Renouons ici avec David Purley, le héros de Zandvoort 73, évoqué dans notre note du 29 juillet dernier (https://tinyurl.com/3z4czy6v), en sauveteur impuissant de Roger Williamson.
Quatre ans après cet épisode sinistre, un accélérateur bloqué ouvert en grand jetait la LEC de Purley contre la barrière de bois à Becketts, Silverstone, essais du GP de Grande-Bretagne 77.
Problème, la LEC filait à 230 à l’heure. L’impact confronta le pilote à une force de décélération insurmontable de 179,8 G.
Purley survécut. Comme il avait échappé à la mort lors de son temps de parachutiste militaire après que son parachute en vrille, il atterrit sur celui de son capitaine évoluant au-dessous de lui.
David Purley : 29 fractures aux jambes, un trauma crânien, six attaques cardiaques, une jambe plus courte que l’autre de 4 cm. Tom Wheatcroft ne pouvait faire autrement que lui rendre hommage en exposant cette relique de laquelle Jean-Pierre A. se relève sans dire un mot.
Un drôle de type ce Tom Wheatcroft qui bâtit un musée à Donington, dans le Derbyshire, qui hébergea entre 1973 et 2018 la plus étonnante collection de monoplaces de F1.
Il était tombé automobilement amoureux de Roger Williamson après l’avoir briller à Monaco F3 en 1971.
Where you from ? I’m from Leicester, répondit Roger, Me too ! s’exclama le milliardaire roux qui lui commanda dans la foulée le moteur dont le jeune avait besoin.
Une des raisons pour lesquelles j’ai eu ce sport dans la peau : on n’y rencontre pas son voisin de palier sortant de Carrefour Market.

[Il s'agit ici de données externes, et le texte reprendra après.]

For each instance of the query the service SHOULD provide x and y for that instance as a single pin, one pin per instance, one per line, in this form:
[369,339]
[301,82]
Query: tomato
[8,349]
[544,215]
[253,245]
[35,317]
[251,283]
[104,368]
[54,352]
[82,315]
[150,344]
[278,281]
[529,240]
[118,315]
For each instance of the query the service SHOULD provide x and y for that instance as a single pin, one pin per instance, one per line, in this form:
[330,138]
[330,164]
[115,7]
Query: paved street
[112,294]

Nous quittâmes la salle Williamson par un couloir dont une paroi vitrée donnait sur les contours du Donington Park Circuit, dominé par la silhouette victorienne du Donington Hall. C’était à la fin du siècle dernier.
David Purley n’aura pas vécu longtemps après son crash impensable de 1977. Il l’évoque aussi sobrement que possible à Antony Marsh deux ans plus tard https://tinyurl.com/35knmxnr.
Un accident aérien l’enverra pour de bon au tapis en 82. James Hunt affirmerait qu’il avait définitivement grillé son capital chance au bout de ses neuf vies.
Et on me demande ce qui me fait vibrer à ce monde insensé, à l’éthique si peu correcte.
Tom Wheatcroft, que j’ai vu baiser la piste à Thruxton au passage d’un de ses chouchous ultérieurs, Brian Henton, sur une auto de sa conception, la Wheatcroft 002 – quel bruit ! -, Tom Wheatcroft est mort en 2009. Sa fabuleuse Donington Grand Prix Collection ne résistera que neuf ans, avant dispersion aux quatre vents.
Reste un étrange record, homologué par le Guinness Book comme l’impact le plus fort supporté par un être humain, jusqu’en 2003 : 179,8 G.